Holy shit, see how that works?
Let's revise her sentence, this time using only commas.
"I feel useless, however, when I walk into my workplace."
HOLY FUCK ME SUDDENLY A COHERENT THOUGHT OH MY GOD IT'S LIKE MAGIC!
Part of my personality demands I assert my independence and do everything in my power to get things done.

I hate it when people say "assert my independence". What the fuck does that even mean? "No, I'm just doing what I always do," would be my response. Why must you turn everything into some sort of last stand scenario?

Unfortunately, the people that work in the Service Deli were there before me and I am the newcomer. The low-life, the runt, the little up-start.

You're working at a service deli, calm down. You're not upstarting anything.
I must sarcastically apologize to the few customers that walked away from the counter due to my slowness.

You should apologize. I came here to buy some goddamn food and look how fucking long you're taking, then you're going to give me shit about it while I'm just waiting here?
The icing on the cake came around when I got settled at home after work. My father made some coleslaw and that's a food I cannot stand. I have never liked it. If I want bits of cabbage and carrots stuck in my teeth, I would eat a salad.

Well fuck your shit too.
Zoinks, here's a post I must be 18+ to view!
Well, fortunately--
Oh she drew a picture of her fucking someone. You're not very good at this anatomy thing for someone who majored in art. Oh man everyone has a thorax in this situation. Half bug people. This is disturbing me.

I'm a mess right now and I wish I had more time to actually talk about my feelings.
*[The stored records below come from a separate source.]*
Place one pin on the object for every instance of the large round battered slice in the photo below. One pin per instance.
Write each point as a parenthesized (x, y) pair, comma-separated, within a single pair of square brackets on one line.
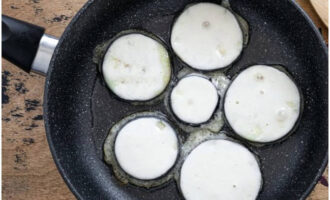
[(146, 148), (194, 99), (262, 104), (220, 169), (136, 67), (207, 36)]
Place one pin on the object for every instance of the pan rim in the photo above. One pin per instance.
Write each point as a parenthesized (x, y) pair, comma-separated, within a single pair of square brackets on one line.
[(47, 123)]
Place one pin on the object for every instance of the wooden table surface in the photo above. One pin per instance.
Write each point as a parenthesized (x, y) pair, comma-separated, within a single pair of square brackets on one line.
[(28, 170)]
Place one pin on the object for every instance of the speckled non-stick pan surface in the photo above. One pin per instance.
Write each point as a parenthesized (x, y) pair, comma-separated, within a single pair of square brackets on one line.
[(79, 109)]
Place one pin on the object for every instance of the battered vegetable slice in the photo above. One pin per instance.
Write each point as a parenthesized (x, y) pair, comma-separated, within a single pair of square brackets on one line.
[(207, 36), (262, 104), (194, 99), (136, 67), (220, 169), (146, 148)]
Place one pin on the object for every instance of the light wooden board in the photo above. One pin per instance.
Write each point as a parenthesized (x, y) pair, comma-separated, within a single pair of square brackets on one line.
[(28, 170)]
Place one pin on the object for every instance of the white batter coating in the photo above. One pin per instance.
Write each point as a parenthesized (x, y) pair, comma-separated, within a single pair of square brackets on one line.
[(194, 99), (207, 36), (220, 169), (136, 67), (262, 104), (146, 148)]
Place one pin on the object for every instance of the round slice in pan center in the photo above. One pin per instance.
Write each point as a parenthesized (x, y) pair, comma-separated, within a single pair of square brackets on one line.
[(207, 36), (146, 148), (136, 67), (220, 169), (194, 99), (262, 104)]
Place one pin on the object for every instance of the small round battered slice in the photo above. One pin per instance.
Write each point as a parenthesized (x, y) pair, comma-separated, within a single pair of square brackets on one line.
[(220, 169), (136, 67), (207, 36), (146, 148), (262, 104), (194, 99)]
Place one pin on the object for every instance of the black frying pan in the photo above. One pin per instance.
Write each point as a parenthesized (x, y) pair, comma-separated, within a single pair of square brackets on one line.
[(79, 110)]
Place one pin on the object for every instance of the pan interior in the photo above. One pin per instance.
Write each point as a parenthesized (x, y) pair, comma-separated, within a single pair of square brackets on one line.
[(80, 110)]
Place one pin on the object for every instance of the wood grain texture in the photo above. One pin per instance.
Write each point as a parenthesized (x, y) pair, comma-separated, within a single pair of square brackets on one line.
[(28, 170)]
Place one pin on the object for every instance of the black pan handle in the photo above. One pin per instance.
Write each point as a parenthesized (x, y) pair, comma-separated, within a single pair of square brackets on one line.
[(26, 45)]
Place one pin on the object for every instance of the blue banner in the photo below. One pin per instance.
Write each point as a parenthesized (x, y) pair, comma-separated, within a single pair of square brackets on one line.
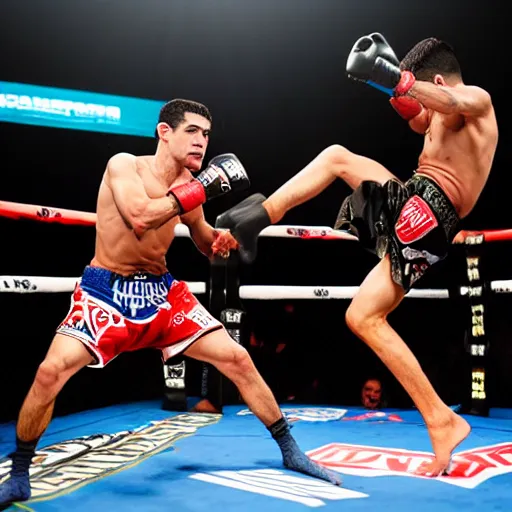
[(77, 110)]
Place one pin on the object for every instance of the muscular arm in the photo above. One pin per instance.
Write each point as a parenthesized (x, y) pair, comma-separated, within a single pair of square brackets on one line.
[(138, 210), (466, 100), (420, 123), (203, 235)]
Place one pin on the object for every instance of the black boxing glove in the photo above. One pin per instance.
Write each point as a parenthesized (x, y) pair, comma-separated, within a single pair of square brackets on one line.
[(374, 62), (224, 173), (245, 221)]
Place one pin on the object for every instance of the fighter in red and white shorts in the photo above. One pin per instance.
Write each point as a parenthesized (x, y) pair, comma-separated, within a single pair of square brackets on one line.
[(111, 314)]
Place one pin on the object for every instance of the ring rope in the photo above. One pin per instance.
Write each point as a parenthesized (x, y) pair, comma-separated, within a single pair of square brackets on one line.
[(72, 217), (40, 284)]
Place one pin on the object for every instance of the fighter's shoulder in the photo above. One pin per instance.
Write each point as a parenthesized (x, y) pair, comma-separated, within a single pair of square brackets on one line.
[(121, 161)]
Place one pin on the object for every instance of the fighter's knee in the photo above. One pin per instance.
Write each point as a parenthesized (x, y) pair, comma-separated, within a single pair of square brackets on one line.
[(357, 321), (336, 154), (242, 360), (49, 373), (238, 364)]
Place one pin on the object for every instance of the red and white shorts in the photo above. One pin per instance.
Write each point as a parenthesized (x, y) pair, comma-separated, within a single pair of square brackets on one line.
[(111, 314)]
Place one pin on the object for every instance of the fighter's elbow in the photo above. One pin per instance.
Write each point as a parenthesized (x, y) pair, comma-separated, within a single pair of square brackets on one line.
[(137, 218)]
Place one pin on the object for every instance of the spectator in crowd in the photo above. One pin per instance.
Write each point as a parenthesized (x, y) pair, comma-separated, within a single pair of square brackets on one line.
[(371, 394)]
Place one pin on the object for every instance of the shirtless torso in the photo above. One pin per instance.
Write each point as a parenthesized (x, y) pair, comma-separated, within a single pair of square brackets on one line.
[(458, 153), (117, 246)]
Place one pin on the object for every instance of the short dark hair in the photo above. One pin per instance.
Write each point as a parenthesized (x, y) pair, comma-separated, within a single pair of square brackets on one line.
[(429, 58), (173, 112)]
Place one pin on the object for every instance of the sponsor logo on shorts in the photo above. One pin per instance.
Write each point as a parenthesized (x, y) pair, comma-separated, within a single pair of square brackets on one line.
[(314, 414), (62, 467), (415, 221), (468, 468)]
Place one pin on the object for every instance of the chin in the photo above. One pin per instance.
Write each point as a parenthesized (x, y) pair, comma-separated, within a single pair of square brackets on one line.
[(193, 165)]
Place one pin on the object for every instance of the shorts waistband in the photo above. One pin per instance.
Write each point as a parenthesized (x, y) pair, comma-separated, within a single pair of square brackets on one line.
[(435, 196), (136, 296)]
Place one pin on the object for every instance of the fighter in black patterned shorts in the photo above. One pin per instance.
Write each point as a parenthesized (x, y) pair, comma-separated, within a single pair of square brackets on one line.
[(409, 226)]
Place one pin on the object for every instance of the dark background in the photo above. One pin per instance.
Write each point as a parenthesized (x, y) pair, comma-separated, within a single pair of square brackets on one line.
[(272, 73)]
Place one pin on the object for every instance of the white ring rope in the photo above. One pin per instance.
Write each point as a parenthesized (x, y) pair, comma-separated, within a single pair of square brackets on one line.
[(38, 284), (322, 292), (288, 231)]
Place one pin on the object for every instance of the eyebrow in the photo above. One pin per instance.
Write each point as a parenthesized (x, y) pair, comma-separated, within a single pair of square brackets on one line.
[(199, 128)]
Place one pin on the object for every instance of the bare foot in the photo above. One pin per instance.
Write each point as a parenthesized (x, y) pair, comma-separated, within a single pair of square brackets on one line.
[(205, 405), (445, 437)]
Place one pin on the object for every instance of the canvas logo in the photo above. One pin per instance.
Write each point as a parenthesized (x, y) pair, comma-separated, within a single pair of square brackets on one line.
[(62, 467), (374, 416), (277, 484), (468, 469), (316, 414)]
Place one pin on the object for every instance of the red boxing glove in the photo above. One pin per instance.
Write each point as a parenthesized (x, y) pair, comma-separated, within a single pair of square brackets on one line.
[(189, 195), (406, 106), (406, 82)]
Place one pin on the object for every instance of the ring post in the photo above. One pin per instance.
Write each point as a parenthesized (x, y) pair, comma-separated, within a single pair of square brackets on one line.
[(476, 339)]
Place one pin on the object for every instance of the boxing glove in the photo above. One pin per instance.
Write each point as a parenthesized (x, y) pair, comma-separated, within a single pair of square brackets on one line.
[(224, 174), (406, 106), (374, 62)]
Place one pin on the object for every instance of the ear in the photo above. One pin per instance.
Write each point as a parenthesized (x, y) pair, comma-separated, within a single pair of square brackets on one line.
[(163, 130), (439, 80)]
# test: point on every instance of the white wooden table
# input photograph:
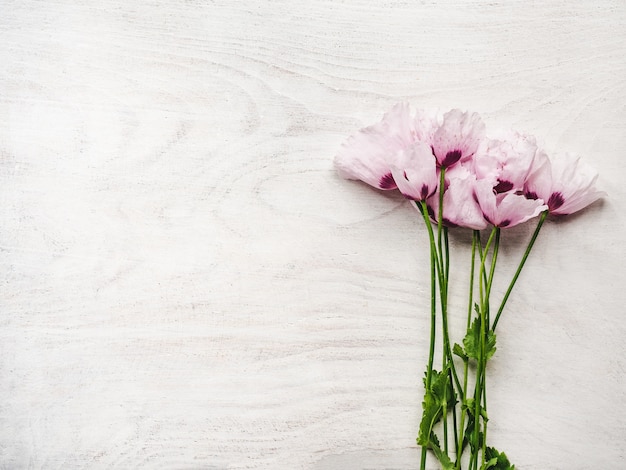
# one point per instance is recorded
(186, 284)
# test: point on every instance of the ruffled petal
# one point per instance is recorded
(415, 172)
(458, 138)
(565, 182)
(506, 210)
(365, 155)
(460, 208)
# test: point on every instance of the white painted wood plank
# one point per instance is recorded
(185, 283)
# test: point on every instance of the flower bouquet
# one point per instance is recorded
(458, 176)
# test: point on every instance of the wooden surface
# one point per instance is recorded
(186, 284)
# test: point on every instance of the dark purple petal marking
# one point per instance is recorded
(556, 200)
(503, 187)
(451, 158)
(387, 182)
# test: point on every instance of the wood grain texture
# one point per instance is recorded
(185, 283)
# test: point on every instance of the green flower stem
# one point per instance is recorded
(494, 257)
(542, 219)
(433, 309)
(475, 241)
(484, 287)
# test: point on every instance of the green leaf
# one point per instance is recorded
(472, 341)
(458, 350)
(439, 394)
(496, 460)
(444, 460)
(434, 398)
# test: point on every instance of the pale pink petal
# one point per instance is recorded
(565, 182)
(458, 138)
(460, 208)
(415, 171)
(365, 155)
(506, 160)
(506, 210)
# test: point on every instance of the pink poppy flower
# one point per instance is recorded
(505, 160)
(415, 172)
(460, 208)
(564, 182)
(458, 137)
(365, 155)
(505, 209)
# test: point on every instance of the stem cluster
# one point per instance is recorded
(454, 420)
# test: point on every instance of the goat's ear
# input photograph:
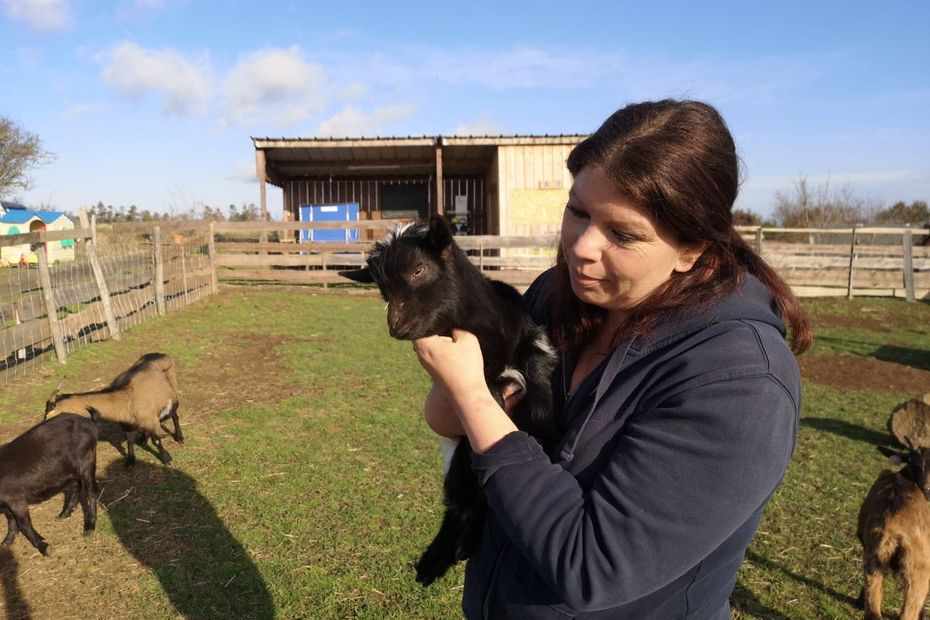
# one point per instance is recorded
(440, 234)
(362, 275)
(895, 458)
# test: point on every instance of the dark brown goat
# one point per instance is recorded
(139, 400)
(57, 455)
(894, 529)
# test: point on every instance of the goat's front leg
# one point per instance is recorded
(71, 497)
(11, 528)
(163, 455)
(131, 438)
(20, 512)
(916, 584)
(178, 436)
(89, 507)
(872, 590)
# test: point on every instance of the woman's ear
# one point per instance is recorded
(689, 255)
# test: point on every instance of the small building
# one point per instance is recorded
(15, 221)
(490, 185)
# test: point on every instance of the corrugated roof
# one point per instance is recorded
(21, 216)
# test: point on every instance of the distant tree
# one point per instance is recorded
(746, 218)
(821, 206)
(901, 213)
(19, 151)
That's your problem. You talk about your feelings too much. Seriously name an emotion I've mentioned in this blog outside of "hate" or "pissed off at your shit"?
This was one of the first charchoal drawings done in the class. I'm always being told to mind my edges, to sharpend them so everything comes out a bit clear-er. Well, I was told all the time in ART101 to "omit the line. You've gotta omit the line!"

YOU GOTTA LEARN TO SPELL would be my advice.
Also this is why you're a bad artist. You don't want clear lines? Tell clear lines to go fuck themselves. If your art teacher (har har) tells you it's important, tell him he's a fucking hack and doesn't know shit about it.
Shit you do need to work on your colors. I've never seen an apple made of metal before.
Less white, more red.

Oftentimes, I log onto LiveJournal and stare at the empty post box, wanting to type out some angsty sob story so I can have some lame person come over and pat me on the back.

Sometimes I have to pause for a minute before I start to muster enough piss.
As I watch further into 花より団子

Whoa, what
Hana yori dango.
Flowers over dumplings--
I don't even know what the fuck

Last night, I finished watching the Japanese drama ぜったいかれし

"Zettai Kareshi" which means something like "Absolute Boyfriend" I'm guessing.
I just don't want her to think there's some language endeavor she's better at than me is all.
  • おはよう、みんあ。元気?そうならいいですね~
  • これは最初のentryだ。
  • よろしく、ね。83
Oh my God.
Nope, not doing this.
Somehow she's even more annoying in Japanese than she is in English. I didn't think that was humanly possible and yet here we are.
Oh shit, that's it. I'm actually done! I read her whole fucking blog, fantastic.